Eight months have passed I’m overdue for an update on my freelancing business. A lot has transpired since my last update in October so I’ll get right to it.
In mid January I notified Anki of my intention to begin consulting full time and wrapped everything up in mid February, having done a thorough brain dump and knowledge transfer to the other folks on the team. While I thoroughly enjoyed working with the excellent folks there, I was anxious to free up more time for consulting projects. I had more than enough business with both existing and new clients to justify the transition.
I created a sole proprietor LLC called Whale Tech in order to protect my personal interests. I ended up with a California LLC, which is going to cost me $800/year just to exist.
I may eventually get around to rebranding from Ben Whaley/bwhaley.com to Whale Tech LLC, but it’s not a very high priority right now. [EDIT: I did this finally!] I’ll be interested to see if clients push back on working with an LLC as opposed to a 1099 contractor, which is how most of my contracts had been arranged previously.
I have been fortunate to work with around a dozen excellent clients at this point. I’ve acquired clients via several avenues:
- Referrals from previous business acquaintances (thank you!)
- Networking at meetups. There is often an opportunity to introduce yourself, and I simply state that I’m a consultant working on DevOps and automation problems
- This very blog! I’ve had at least three new clients thanks to some of my technical articles here
Perhaps the most exciting project to date was with Coinbase, who graciously granted permission to mention my work there. Coinbase recently launched the Coinbase Exchange, a safe and secure real time Bitcoin exchange. I was hired to build the infrastructure and deployment systems running the exchange. I won’t get in to the details of the work I did there, but suffice it to say that it was a very interesting project with extreme security considerations and limitations on integrations with third parties. The team at Coinbase is unbelievably bright and excellent to work with. I learned a lot from them. That’s probably the best side effect of consulting for me: learning from my clients.
Announcement: UNIX & Linux System Administration Handbook, 5th edition
I’m pleased to announce that we (the coauthors) are officially under contract for the 5th edition of the UNIX & Linux System Administration Handbook! The 4th edition has had an overwhelmingly positive reception from readers, with 4.5 star average rating on Amazon and the #1 ranking in its category.
Writing a book of this magnitude is a massive undertaking. The final product will be in the neighborhood of 1500 pages with 25 or more chapters. The space has shifted dramatically in the 5 years since we published the 4th edition. A few of the most substantial changes:
- The cloud has become ubiquitous. I can’t remember the last time I installed an operating system - I just start up images
- Administration is more automated than ever before.
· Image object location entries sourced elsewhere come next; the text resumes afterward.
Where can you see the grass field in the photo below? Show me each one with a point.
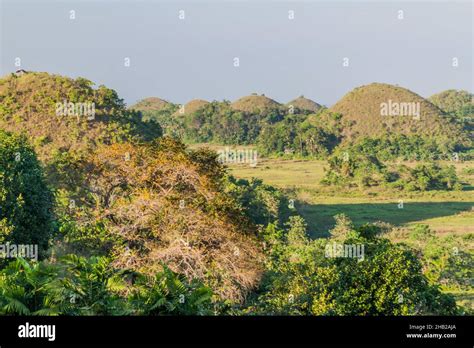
(450, 214)
(443, 211)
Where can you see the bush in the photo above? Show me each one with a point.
(302, 279)
(25, 200)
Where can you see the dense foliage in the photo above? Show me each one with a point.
(385, 279)
(25, 200)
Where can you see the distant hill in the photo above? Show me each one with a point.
(29, 105)
(365, 109)
(255, 103)
(304, 104)
(151, 104)
(191, 107)
(456, 102)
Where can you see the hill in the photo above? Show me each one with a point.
(62, 114)
(304, 104)
(255, 103)
(151, 104)
(380, 109)
(191, 107)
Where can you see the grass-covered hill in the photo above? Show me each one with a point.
(191, 107)
(29, 105)
(454, 101)
(255, 103)
(304, 104)
(151, 104)
(362, 107)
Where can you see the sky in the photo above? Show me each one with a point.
(182, 59)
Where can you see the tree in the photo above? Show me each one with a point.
(381, 278)
(25, 200)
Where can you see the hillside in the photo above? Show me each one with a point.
(363, 109)
(304, 104)
(191, 107)
(255, 103)
(453, 101)
(29, 105)
(151, 104)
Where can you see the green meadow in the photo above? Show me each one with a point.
(443, 211)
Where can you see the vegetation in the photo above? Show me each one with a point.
(25, 200)
(131, 222)
(385, 280)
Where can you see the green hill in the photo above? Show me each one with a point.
(255, 103)
(151, 104)
(191, 107)
(304, 104)
(371, 111)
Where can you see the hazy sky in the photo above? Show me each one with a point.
(192, 58)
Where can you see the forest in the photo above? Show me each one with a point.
(133, 212)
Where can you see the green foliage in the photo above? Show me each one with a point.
(299, 134)
(170, 293)
(429, 176)
(263, 204)
(405, 147)
(25, 200)
(351, 167)
(303, 280)
(80, 286)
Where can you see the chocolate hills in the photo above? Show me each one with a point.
(191, 107)
(379, 109)
(151, 104)
(304, 104)
(255, 103)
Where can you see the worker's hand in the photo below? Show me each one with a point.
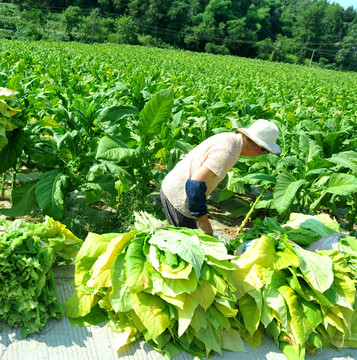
(204, 224)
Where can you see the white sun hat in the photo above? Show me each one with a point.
(264, 133)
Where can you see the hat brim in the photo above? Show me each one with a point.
(272, 148)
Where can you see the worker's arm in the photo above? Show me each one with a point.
(196, 190)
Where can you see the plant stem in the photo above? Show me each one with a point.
(3, 185)
(250, 212)
(13, 180)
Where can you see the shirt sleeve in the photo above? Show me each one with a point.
(220, 159)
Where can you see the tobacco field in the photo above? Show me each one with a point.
(110, 120)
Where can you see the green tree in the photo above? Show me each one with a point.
(126, 31)
(72, 18)
(347, 55)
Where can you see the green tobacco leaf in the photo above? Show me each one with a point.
(232, 341)
(137, 276)
(285, 191)
(347, 159)
(149, 309)
(94, 317)
(113, 150)
(156, 112)
(185, 314)
(316, 268)
(120, 296)
(342, 184)
(110, 118)
(251, 315)
(12, 150)
(24, 200)
(49, 193)
(187, 247)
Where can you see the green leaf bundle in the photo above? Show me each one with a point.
(304, 300)
(169, 286)
(28, 295)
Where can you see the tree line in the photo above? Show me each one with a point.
(313, 32)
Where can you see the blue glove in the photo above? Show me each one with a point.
(196, 193)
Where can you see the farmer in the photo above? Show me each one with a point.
(186, 187)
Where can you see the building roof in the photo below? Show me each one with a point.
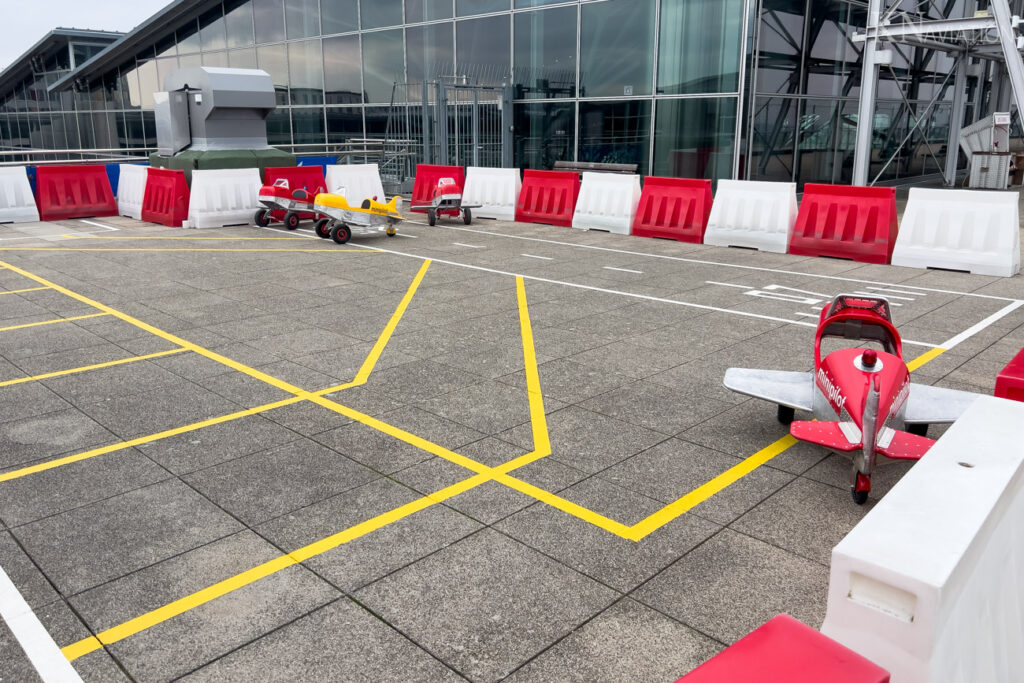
(141, 37)
(22, 67)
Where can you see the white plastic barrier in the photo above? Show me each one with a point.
(757, 215)
(961, 229)
(131, 189)
(495, 189)
(930, 585)
(607, 202)
(17, 205)
(222, 198)
(355, 182)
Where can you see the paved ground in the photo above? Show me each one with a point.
(275, 458)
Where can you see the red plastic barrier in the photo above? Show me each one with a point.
(74, 191)
(548, 197)
(857, 223)
(783, 650)
(166, 199)
(426, 180)
(1010, 384)
(309, 178)
(674, 209)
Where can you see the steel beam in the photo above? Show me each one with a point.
(868, 88)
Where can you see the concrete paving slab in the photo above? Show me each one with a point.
(464, 611)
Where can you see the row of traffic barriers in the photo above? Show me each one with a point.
(954, 229)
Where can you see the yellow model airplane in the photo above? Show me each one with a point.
(342, 218)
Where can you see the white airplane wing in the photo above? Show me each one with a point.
(937, 406)
(784, 388)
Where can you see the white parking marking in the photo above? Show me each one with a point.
(37, 643)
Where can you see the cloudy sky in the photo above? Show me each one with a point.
(24, 29)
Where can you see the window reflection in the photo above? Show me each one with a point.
(616, 48)
(544, 63)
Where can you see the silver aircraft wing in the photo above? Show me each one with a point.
(784, 388)
(936, 406)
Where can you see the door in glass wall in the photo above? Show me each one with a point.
(694, 138)
(615, 133)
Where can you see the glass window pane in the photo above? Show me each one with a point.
(187, 37)
(273, 59)
(615, 133)
(470, 7)
(482, 52)
(302, 17)
(699, 46)
(239, 20)
(343, 123)
(340, 16)
(774, 136)
(341, 71)
(427, 10)
(544, 63)
(269, 20)
(545, 132)
(430, 51)
(780, 45)
(243, 58)
(279, 127)
(306, 72)
(693, 138)
(383, 63)
(379, 13)
(307, 126)
(211, 31)
(616, 48)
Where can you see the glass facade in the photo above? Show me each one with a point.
(766, 89)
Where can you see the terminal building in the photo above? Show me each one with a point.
(755, 89)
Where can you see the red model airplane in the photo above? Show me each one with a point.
(862, 398)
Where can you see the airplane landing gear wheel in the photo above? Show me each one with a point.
(323, 228)
(341, 235)
(860, 489)
(918, 430)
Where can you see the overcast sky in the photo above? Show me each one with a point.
(24, 29)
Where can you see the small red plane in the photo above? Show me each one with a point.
(862, 398)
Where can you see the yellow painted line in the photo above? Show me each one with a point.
(59, 319)
(114, 447)
(98, 366)
(151, 619)
(168, 249)
(31, 289)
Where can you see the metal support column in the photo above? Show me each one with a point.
(1008, 39)
(868, 87)
(956, 121)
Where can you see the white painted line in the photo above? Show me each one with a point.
(882, 289)
(988, 322)
(644, 297)
(715, 263)
(37, 643)
(888, 296)
(738, 287)
(95, 224)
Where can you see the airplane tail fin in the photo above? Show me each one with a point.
(844, 436)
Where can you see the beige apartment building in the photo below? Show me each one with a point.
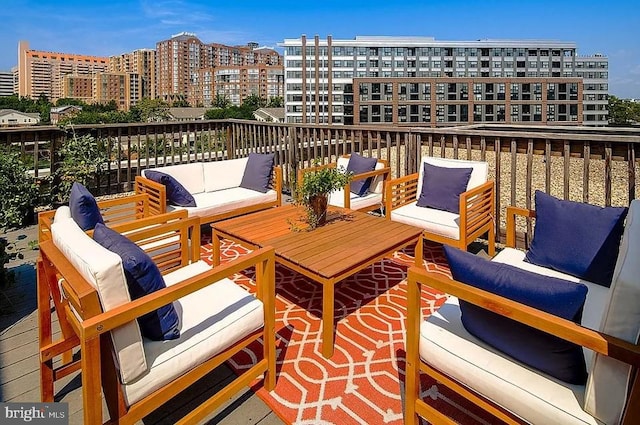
(141, 62)
(190, 70)
(43, 73)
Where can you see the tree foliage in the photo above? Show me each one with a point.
(623, 112)
(19, 192)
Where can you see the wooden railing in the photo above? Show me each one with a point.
(596, 165)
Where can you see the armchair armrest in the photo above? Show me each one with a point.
(156, 192)
(477, 207)
(385, 172)
(276, 183)
(399, 192)
(511, 222)
(113, 211)
(566, 329)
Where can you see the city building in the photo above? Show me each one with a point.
(142, 63)
(13, 118)
(269, 114)
(60, 112)
(6, 83)
(43, 73)
(190, 70)
(424, 81)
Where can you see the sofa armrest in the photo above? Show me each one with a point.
(45, 219)
(477, 208)
(566, 329)
(156, 192)
(511, 222)
(124, 209)
(399, 192)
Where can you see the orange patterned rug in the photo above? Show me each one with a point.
(363, 383)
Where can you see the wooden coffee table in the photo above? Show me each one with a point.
(348, 243)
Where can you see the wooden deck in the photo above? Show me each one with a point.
(19, 368)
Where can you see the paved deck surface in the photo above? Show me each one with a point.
(19, 368)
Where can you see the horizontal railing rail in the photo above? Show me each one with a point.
(596, 165)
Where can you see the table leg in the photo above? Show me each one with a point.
(215, 241)
(328, 306)
(419, 252)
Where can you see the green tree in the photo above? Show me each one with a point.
(19, 192)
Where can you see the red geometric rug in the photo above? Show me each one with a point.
(363, 383)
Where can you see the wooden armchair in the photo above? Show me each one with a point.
(133, 371)
(477, 206)
(441, 347)
(344, 198)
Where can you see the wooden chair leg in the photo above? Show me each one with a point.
(492, 241)
(44, 333)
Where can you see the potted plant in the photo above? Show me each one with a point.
(314, 189)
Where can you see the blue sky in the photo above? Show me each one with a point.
(104, 28)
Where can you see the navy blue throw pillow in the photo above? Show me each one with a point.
(442, 186)
(257, 174)
(176, 193)
(143, 278)
(579, 239)
(550, 354)
(84, 208)
(359, 164)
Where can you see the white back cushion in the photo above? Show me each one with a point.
(608, 382)
(188, 175)
(478, 174)
(103, 270)
(62, 213)
(377, 185)
(220, 175)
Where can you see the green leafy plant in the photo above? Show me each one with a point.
(19, 191)
(83, 159)
(316, 185)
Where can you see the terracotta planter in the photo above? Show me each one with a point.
(318, 207)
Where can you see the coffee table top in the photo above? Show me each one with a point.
(348, 241)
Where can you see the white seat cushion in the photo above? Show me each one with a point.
(226, 174)
(357, 202)
(188, 175)
(442, 223)
(537, 398)
(597, 295)
(211, 320)
(609, 381)
(103, 270)
(479, 172)
(222, 201)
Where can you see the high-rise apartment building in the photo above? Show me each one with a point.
(422, 81)
(43, 73)
(190, 70)
(141, 62)
(6, 83)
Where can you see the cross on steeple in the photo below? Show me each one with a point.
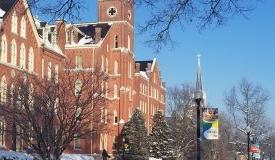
(112, 11)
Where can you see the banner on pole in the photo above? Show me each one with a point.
(210, 123)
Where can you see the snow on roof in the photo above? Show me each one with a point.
(143, 74)
(52, 47)
(86, 40)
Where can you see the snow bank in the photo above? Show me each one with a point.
(14, 155)
(76, 157)
(10, 155)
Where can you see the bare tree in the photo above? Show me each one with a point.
(182, 121)
(246, 105)
(166, 16)
(48, 114)
(58, 9)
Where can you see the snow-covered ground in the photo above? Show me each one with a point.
(76, 157)
(22, 156)
(14, 155)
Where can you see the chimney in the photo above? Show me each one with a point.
(98, 34)
(137, 67)
(149, 66)
(60, 34)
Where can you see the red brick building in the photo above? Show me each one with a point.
(42, 49)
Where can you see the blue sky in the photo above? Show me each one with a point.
(242, 48)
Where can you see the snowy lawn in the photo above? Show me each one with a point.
(10, 155)
(76, 157)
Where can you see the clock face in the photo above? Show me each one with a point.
(112, 11)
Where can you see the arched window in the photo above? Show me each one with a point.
(102, 63)
(107, 65)
(31, 98)
(78, 87)
(116, 41)
(4, 49)
(31, 60)
(22, 56)
(56, 73)
(49, 75)
(103, 141)
(129, 43)
(12, 94)
(116, 68)
(13, 52)
(23, 27)
(2, 132)
(115, 91)
(77, 142)
(3, 90)
(14, 23)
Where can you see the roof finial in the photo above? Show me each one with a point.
(199, 59)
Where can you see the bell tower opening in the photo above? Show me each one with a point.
(116, 10)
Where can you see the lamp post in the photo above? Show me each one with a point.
(248, 131)
(198, 99)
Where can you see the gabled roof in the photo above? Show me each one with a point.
(6, 5)
(144, 64)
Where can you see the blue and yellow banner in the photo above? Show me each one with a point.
(210, 123)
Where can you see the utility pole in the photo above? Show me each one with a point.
(199, 100)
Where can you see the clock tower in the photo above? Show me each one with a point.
(116, 10)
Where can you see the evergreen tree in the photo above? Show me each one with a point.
(134, 136)
(160, 138)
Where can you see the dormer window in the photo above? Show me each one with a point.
(23, 28)
(112, 11)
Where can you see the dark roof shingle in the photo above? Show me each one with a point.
(89, 30)
(144, 64)
(6, 5)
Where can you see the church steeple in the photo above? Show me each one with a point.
(199, 93)
(116, 10)
(199, 78)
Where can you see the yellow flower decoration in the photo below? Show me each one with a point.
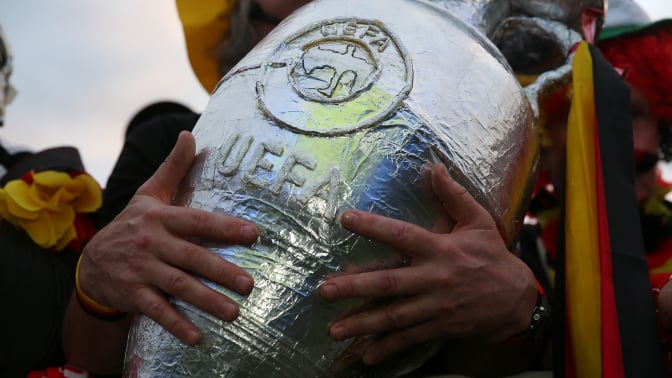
(45, 205)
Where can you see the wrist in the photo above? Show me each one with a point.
(539, 317)
(91, 306)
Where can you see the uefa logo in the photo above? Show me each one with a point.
(335, 77)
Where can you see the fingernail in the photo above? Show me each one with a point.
(370, 358)
(328, 291)
(249, 232)
(193, 337)
(349, 218)
(243, 284)
(337, 332)
(230, 311)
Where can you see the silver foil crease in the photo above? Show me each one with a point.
(343, 106)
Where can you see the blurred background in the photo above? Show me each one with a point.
(83, 68)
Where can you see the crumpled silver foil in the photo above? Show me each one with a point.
(343, 106)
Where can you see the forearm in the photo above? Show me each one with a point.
(94, 345)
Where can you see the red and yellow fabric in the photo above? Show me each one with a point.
(610, 325)
(204, 23)
(48, 206)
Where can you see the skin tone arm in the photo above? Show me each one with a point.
(142, 256)
(462, 281)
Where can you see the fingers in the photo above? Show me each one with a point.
(164, 182)
(375, 284)
(206, 225)
(390, 317)
(200, 261)
(406, 238)
(180, 284)
(456, 200)
(157, 308)
(397, 341)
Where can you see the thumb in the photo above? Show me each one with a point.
(164, 182)
(456, 201)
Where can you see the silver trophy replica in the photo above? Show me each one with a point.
(343, 106)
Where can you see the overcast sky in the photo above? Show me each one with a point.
(84, 67)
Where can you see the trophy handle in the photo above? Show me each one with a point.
(538, 47)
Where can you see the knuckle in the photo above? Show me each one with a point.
(177, 283)
(388, 283)
(200, 220)
(392, 317)
(153, 214)
(443, 279)
(190, 256)
(154, 308)
(400, 231)
(142, 240)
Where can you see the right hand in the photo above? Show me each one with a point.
(146, 254)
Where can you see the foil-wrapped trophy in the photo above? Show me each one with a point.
(343, 106)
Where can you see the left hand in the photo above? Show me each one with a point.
(462, 281)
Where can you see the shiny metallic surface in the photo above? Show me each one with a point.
(343, 106)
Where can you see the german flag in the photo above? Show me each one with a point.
(610, 327)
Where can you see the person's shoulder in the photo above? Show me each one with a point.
(162, 124)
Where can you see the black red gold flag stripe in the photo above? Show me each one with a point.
(604, 291)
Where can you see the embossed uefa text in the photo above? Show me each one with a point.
(342, 106)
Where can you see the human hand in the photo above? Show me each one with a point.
(146, 254)
(462, 281)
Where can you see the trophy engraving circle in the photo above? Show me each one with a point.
(335, 77)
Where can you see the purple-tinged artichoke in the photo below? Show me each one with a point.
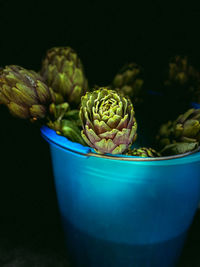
(63, 72)
(24, 93)
(108, 121)
(143, 152)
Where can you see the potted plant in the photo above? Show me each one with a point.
(121, 204)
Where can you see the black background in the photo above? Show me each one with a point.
(106, 35)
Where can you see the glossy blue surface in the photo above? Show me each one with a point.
(195, 105)
(124, 213)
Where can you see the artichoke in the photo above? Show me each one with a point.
(24, 93)
(129, 81)
(63, 71)
(185, 129)
(108, 121)
(143, 152)
(65, 122)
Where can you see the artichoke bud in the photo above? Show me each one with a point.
(63, 72)
(58, 111)
(143, 152)
(108, 121)
(24, 93)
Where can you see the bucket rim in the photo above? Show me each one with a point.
(51, 136)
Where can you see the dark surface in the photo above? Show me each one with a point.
(42, 245)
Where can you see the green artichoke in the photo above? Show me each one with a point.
(63, 72)
(24, 93)
(65, 122)
(143, 152)
(185, 129)
(129, 81)
(108, 121)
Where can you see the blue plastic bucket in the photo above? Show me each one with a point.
(195, 105)
(123, 212)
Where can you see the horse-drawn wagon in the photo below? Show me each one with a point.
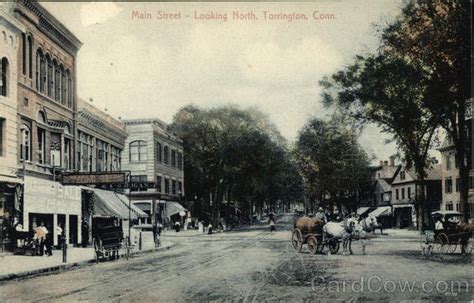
(317, 235)
(449, 233)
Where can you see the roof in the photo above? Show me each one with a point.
(110, 204)
(433, 173)
(446, 212)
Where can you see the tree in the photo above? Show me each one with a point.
(333, 165)
(391, 93)
(435, 37)
(234, 153)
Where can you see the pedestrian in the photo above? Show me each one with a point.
(177, 226)
(271, 221)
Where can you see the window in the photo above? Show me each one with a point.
(23, 53)
(1, 137)
(41, 145)
(167, 186)
(180, 160)
(5, 80)
(25, 143)
(138, 151)
(49, 76)
(173, 158)
(158, 184)
(159, 158)
(448, 162)
(166, 155)
(449, 205)
(30, 57)
(173, 187)
(402, 175)
(448, 185)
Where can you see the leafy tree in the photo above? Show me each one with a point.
(435, 37)
(391, 93)
(332, 163)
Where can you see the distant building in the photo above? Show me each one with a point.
(404, 188)
(10, 184)
(155, 158)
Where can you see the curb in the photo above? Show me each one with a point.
(68, 266)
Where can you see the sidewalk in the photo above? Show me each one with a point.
(15, 266)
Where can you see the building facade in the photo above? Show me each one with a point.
(10, 184)
(154, 156)
(46, 120)
(404, 188)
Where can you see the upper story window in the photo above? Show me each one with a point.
(159, 157)
(402, 175)
(138, 151)
(180, 160)
(166, 155)
(25, 143)
(173, 158)
(5, 77)
(448, 162)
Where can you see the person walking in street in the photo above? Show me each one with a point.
(272, 222)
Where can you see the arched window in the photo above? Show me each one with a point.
(57, 81)
(49, 76)
(166, 155)
(30, 57)
(69, 89)
(63, 85)
(138, 151)
(5, 80)
(173, 158)
(25, 143)
(23, 53)
(159, 157)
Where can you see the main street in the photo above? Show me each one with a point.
(253, 264)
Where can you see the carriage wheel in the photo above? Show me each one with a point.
(334, 247)
(313, 245)
(297, 240)
(442, 244)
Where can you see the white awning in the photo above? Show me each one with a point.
(381, 211)
(362, 210)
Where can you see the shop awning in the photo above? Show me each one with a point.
(172, 208)
(362, 210)
(110, 204)
(381, 211)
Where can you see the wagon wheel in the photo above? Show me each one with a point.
(334, 247)
(442, 244)
(313, 245)
(466, 247)
(297, 240)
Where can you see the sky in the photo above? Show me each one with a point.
(149, 68)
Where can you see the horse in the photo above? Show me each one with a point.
(369, 224)
(341, 231)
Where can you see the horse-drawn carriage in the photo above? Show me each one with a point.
(318, 235)
(107, 241)
(448, 234)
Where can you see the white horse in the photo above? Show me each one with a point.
(369, 224)
(336, 231)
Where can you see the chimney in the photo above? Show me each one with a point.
(392, 160)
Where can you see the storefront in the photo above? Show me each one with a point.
(54, 205)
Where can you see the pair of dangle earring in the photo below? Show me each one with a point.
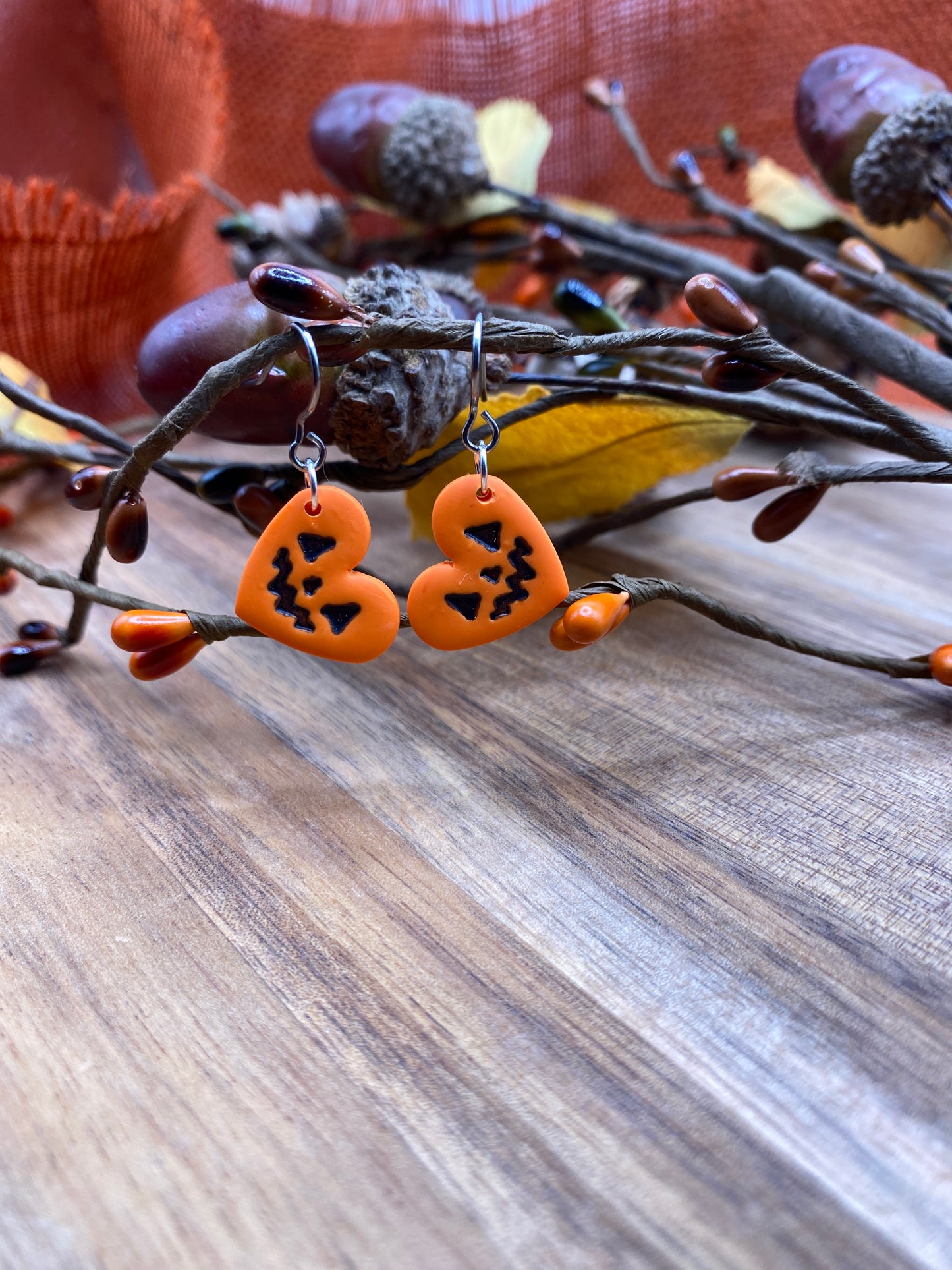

System admins must learn to code or risk be automated (thus my favorite saying: Automate or be automated)
- Containers are a thing that people use and care about
- systemd exists, for better or worse
Some things haven’t changed:
- Security is still a complete mess. Networks large and small are owned on a regular basis. Compromises are bigger than ever before
- Deploying software and patching is still pretty difficult, as evidenced by my multiple blog posts on the topic
On a personal note, Evi Nemeth, considered the mother of system administration and one of my earliest mentors, passed in a tragic sailing accident two years ago this June. She started with USAH 1st edition and was the visionary and herder of cats for every edition since. The book will not be the same without her, no matter our best efforts. But we will try our hardest to write something that she’d be proud of.
Now, back to work. There’s a helluva lot to do.